This library implements a specialized PostingsFormat for Lucene indices that can improve query time performance given the following criteria:
- The terms can be encoded as 64 bit numbers (i.e. as a
long
) - Any query made must specify exact terms - wild card searches are not supported
- The term map data structure is tuned for performance, but can take a long time to initially build
- By using this format within a
PerFieldPostingsFormat
, it can be applied only to specific fields of an index - and other fields can still use the default PostingsFormat
The examples directory contains a few simple indexing and searching examples to demonstrate usage. Instructions to run the examples can be found in BUILD.txt
.
MapPostingsFormat is an abstract class. To use the MapPostingsFormat, subclass it and implement the following method:
getFingerprint
- returns a portion of a BytesRef term that uniquely identifies that term (in most situations, most bits of the long value end up being unnecessary)
- see
org.rsankar.lucenecodecs.field.IndexedLongField.BytesRefToLong(BytesRef term)

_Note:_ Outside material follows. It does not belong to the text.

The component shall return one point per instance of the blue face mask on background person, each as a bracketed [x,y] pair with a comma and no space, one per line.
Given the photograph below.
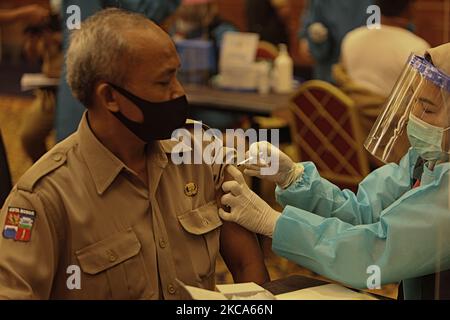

to convert a BytesRef to long if using the IndexedLongField
Then, include the subclass in src/main/resources/META-INF/services/org.apache.lucene.codecs.PostingsFormat
Additional work that needs to be done includes:
- Coming up with a better tuning algorithm to derive the best possible hash table size and hash function
- Reducing space usage (while this library improves search performance, it does make the index larger in size)